二節
道中に落ちとった棒っきれを拾って、そこらじゅうの樹やら岩やらを叩きながら歩いた。色んな音がして面白かったが、あのタケナラシの音よりええ音はせんかった。
ぐわんぐわんとゆっくり歩いて、やっとこさ竹ヤブに着いた。そん時、竹の葉がわささささぁ、というたかと思うと、かこぉん。と音がした。タケナラシがワシが来たことをわかったんやないかと思うて、ワシは嬉くてなって、持っとった棒っきれで、竹を叩いて回った。せやけど、やっぱりええ音はせんかった。
今度は細い竹の枝を拾って、竹をこするみたいにしゃかしゃかしゃかと鳴らした。なかなかええ音やったんで、しばらくしゃかしゃかしゃかとこすって遊んだ。
かぁん
かこぉん
遊んどる途中も時々タケナラシの音がして、ワシはタケナラシと一緒に遊んどる気がして、ほんまにほんまに楽しかった。
今度は石ころを拾って竹にぶつけてやった。
こぉん
やあ、タケナラシみたいな音がした。これはええぞと思うたが、よう見たら竹に傷がついとったんで、もうこれはせんとこうと決めた。
ぐわんぐわんと竹ヤブを歩き回って、鳴らし回って、遊び疲れて、腹が減った。もっとタケナラシと遊んでいたかったが、家に帰ることにした。
やっぱりお爺とお母にどやされた。畑の手伝いもせんと出て行きよってからに。役立たずが。と、いつもみたいに叱られた。せやけどワシは、まだ楽しい気持ちが続いとったから何とも思わんかった。今度はいつ竹ヤブに行こうか考えとった。
それから、ワシは毎日竹ヤブに行って竹を鳴らして遊んだ。何がおもろいんやとお爺とお母はワシを馬鹿にしよったが、竹ヤブで遊ぶのが何をするよりもおもろかった。
ある晩、竹が鳴った気がして目が覚めた。お爺とお母を起こさんように、そおっと家を出た。また竹の音が聞こえた気がした。タケナラシがワシと遊びたいと言うてるんやろうか。

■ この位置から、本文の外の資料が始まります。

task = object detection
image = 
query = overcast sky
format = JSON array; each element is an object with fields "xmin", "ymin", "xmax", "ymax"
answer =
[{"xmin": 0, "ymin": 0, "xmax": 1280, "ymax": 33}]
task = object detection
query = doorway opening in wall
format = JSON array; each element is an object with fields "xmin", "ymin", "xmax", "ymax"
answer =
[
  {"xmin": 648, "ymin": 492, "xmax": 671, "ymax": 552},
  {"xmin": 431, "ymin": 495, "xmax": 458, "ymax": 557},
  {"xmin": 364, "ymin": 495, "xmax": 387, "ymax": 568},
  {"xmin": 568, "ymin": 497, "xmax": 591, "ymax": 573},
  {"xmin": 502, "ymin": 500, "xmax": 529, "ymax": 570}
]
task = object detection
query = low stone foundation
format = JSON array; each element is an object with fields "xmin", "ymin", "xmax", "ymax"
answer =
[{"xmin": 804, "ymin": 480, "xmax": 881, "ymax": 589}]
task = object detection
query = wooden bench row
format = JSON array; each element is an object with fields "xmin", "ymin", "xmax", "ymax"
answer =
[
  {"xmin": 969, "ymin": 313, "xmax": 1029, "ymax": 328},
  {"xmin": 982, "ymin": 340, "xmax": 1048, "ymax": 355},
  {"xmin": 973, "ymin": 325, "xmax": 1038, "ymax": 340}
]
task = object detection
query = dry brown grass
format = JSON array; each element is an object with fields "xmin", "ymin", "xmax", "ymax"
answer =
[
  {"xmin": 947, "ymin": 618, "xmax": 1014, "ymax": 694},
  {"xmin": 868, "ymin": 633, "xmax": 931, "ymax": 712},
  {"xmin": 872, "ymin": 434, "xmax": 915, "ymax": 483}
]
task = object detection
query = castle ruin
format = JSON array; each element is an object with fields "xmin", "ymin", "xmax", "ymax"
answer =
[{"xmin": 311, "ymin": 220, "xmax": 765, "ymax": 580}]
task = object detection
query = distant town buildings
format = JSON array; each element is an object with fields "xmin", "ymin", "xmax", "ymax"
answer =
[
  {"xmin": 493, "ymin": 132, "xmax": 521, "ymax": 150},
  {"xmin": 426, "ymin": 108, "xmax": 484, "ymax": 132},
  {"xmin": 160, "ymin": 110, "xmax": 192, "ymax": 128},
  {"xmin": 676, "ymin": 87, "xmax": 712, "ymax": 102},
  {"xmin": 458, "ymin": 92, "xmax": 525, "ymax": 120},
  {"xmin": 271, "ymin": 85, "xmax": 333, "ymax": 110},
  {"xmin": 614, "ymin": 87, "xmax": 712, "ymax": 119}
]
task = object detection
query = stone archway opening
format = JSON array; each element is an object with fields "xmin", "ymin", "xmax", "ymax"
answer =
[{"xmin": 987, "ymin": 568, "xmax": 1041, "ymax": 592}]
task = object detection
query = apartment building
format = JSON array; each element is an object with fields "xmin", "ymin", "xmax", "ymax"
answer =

丸こいお月さんの明かりをたよりに、なんべんもこけながら竹ヤブに行った。
夜の竹ヤブに来るんは初めてやったが、なんでか怖ろしくはなかった。お月さんに照らされたヤブは静かで、綺麗で、わくわくした。ワシはいつものように竹を鳴らして回った。やんわり冷たい風が吹いて、葉がひそひそ話をする中、タケナラシの音が向こうで鳴った。
「鳴ったとこには近寄るなや。とって喰われるぞ。」
お爺が言うとった。せやけどワシは、何でか音がする方に向かって歩いとった。タケナラシに会いたかった。喰われてもええから、会いたかった。ワシがおらんようになっても、お爺とお母は何とも思わんやろう。もしかしたら喜ぶかも知れん。役立たずでのろまなワシは、妖怪に喰われた方がええかも知れん。
かあぁん
すぐ近くで音がした。
おった。
ワシのすぐ目の前の竹のすぐ向こうで、小さな影がひょこひょこと動いとる。
ワシはのっしのっしと身を屈めて近づいた。目の前にタケナラシがおる。
ワシより少し背が低くて、頭のてっぺんが竹の子みたいに尖って、からだは竹の子そのもので、大きな足と大きな手がはえとる。からだの真ん中よりちょっと上に顔があって、まん丸い目に、おっきな口。そんで、ワシとおんなじように腰が曲がっとる。ワシが思ってたのと違って、竹は持っとらんかった。まん丸くて赤い目でワシのことを見とる。ワシはびっくりしてしもて、力が抜けて尻もちをついた。
タケナラシがおった。今、目の前におる。こんな嬉しいことはないのに、腰がぬけて力が入らん。ワシは口をぽかあんと開けて、竹の子の妖怪を見上げた。
急にタケナラシは両の手をいっぱいに広げて、胸の前で合わせるようにして手を打った。
かあぁん
乾いたあの音が鳴った。そうか、手を叩いてならしていたんか。ワシは嬉しくて嬉しくてたまらんで、うわあと声を上げた。
タケナラシは大きな口を開け、白い歯茎を見せて、けたけたけたと笑った。歯のない、赤ん坊みたいな顔をして、乾いた声でけたけたけたと笑った。